The 620 acres the company got in a 2001 trade with the county are in a watershed that supplies 2,500 Hood River County residents. Several groups have criticized plans to develop the site, saying the resort, especially a proposed 18-hole golf course, would pollute groundwater.
"We've heard loud and clear that the community wants the watershed protected," said Dave Riley, Meadows general manager.
The company, which owns Mt. Hood Meadows Ski Resort, is considering three options for the 620 acres: selling it back to the county, trading it for nearby U.S. Forest Service land or making it a conservation area.
County Commissioner Rodger Schock said he would be reluctant to buy back the land and wasn't sure the county could afford it.
Doug Jones, a lands and permits specialist with the Forest Service, said the agency probably wouldn't approve a land trade because of the public outcry against the resort.
That might leave only one option: placing the land in a conservation trust, the choice least likely to make money for Meadows.
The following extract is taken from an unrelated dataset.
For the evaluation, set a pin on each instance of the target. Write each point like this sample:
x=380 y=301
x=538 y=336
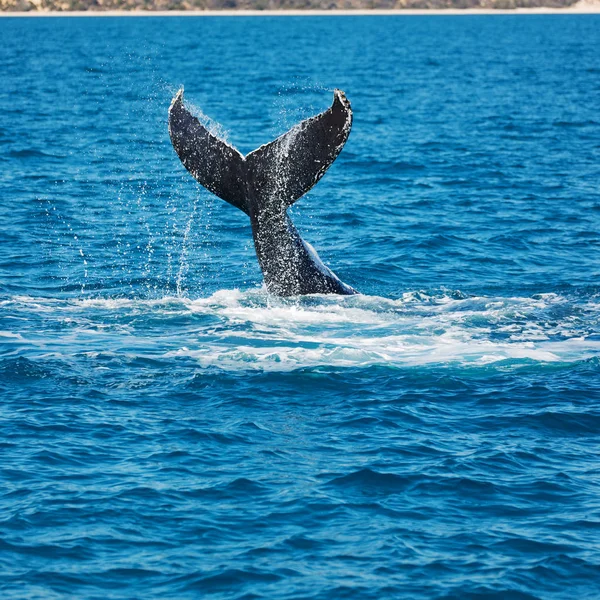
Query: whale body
x=265 y=183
Riley remains optimistic that all options are viable, but he favors a land swap with the Forest Service. He said that was an idea developed by local residents. "What I'm hearing is, it's a great idea."
The exchange would swap Meadows' 620 acres to the Forest Service for 350 acres adjacent to the small parcel that Meadows already owns. Instead of being limited to building homes, condos and small shops on the 160-acre parcel, Meadows could then expand into the new section.
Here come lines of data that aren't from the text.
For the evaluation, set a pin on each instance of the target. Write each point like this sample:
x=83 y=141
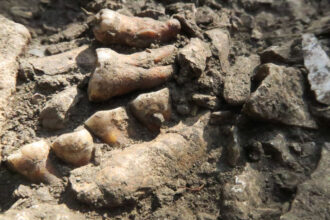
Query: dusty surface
x=264 y=154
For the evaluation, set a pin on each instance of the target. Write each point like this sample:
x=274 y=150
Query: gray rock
x=221 y=45
x=279 y=98
x=313 y=196
x=289 y=52
x=237 y=83
x=318 y=64
x=57 y=110
x=13 y=39
x=192 y=58
x=206 y=101
x=42 y=211
x=153 y=108
x=183 y=109
x=223 y=117
x=241 y=198
x=278 y=149
x=233 y=148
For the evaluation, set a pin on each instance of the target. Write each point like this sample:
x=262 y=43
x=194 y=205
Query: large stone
x=237 y=83
x=241 y=198
x=42 y=211
x=57 y=110
x=13 y=39
x=124 y=176
x=289 y=52
x=318 y=64
x=221 y=45
x=31 y=161
x=192 y=58
x=279 y=98
x=313 y=196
"The best outcome would be an exchange with the Forest Service, because of the mutual gains," Riley said. "The land (620 acres) would go back into public hands, and we would receive . . . land outside the watershed and farther away from farmland, which we could develop."
But that option is the least compelling of the three, said Ken Maddox, chairman of the Cooper Spur Wild and Free Coalition. The organization is a collection of 15 environmental and watchdog groups and the main critic of the resort.
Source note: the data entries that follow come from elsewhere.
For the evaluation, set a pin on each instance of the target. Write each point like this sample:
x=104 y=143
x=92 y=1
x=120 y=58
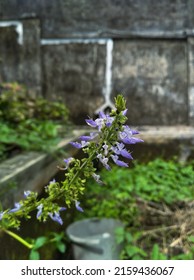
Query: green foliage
x=55 y=239
x=26 y=122
x=158 y=181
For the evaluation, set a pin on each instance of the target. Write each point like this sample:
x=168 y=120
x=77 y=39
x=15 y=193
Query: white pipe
x=18 y=27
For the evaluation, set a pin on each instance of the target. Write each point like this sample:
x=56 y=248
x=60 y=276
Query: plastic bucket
x=94 y=239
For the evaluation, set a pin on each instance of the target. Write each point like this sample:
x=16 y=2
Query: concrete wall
x=87 y=51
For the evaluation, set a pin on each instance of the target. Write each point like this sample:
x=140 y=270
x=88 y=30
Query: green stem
x=18 y=238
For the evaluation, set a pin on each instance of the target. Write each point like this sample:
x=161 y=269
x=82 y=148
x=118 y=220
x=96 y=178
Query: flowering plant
x=106 y=144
"It would be even more up the slope of Mount Hood. It would be a larger piece of land, and it would be close to the wilderness area," said Maddox, whose group opposes any development on the mountain. "There is no right way to do a wrong thing."
Maddox likes the idea of turning the 620 acres into a conservation area. On Wednesday, he took it a step further, saying his group would be interested in buying the land if it could find the money.
"Actually, we'd like to buy the whole thing, period, if they're interested in a modest return," Maddox said, referring to the entire resort site, including Cooper Spur. Rather than developing it, the group would keep it wild, Maddox said.
Riley said he was unaware of the coalition's interest in buying the land but would be willing to listen to a proposal.
In retrospect, Riley said, he probably shouldn't have pursued the 620 acres. "Quite frankly, we underestimated the problem," he said in a meeting Tuesday night.
The land trade quickly turned nettlesome for Meadows and Hood River County when a group of county residents, now members of the Wild and Free Coalition, criticized the move.
The county traded its 620 acres and $1 million for 785 acres of Meadows land, much of it holding marketable timber. A year later, the Hood River Valley Residents Committee, a citizens group, filed a lawsuit to overturn the trade. A Hood River County judge dismissed the case, which is now under appeal.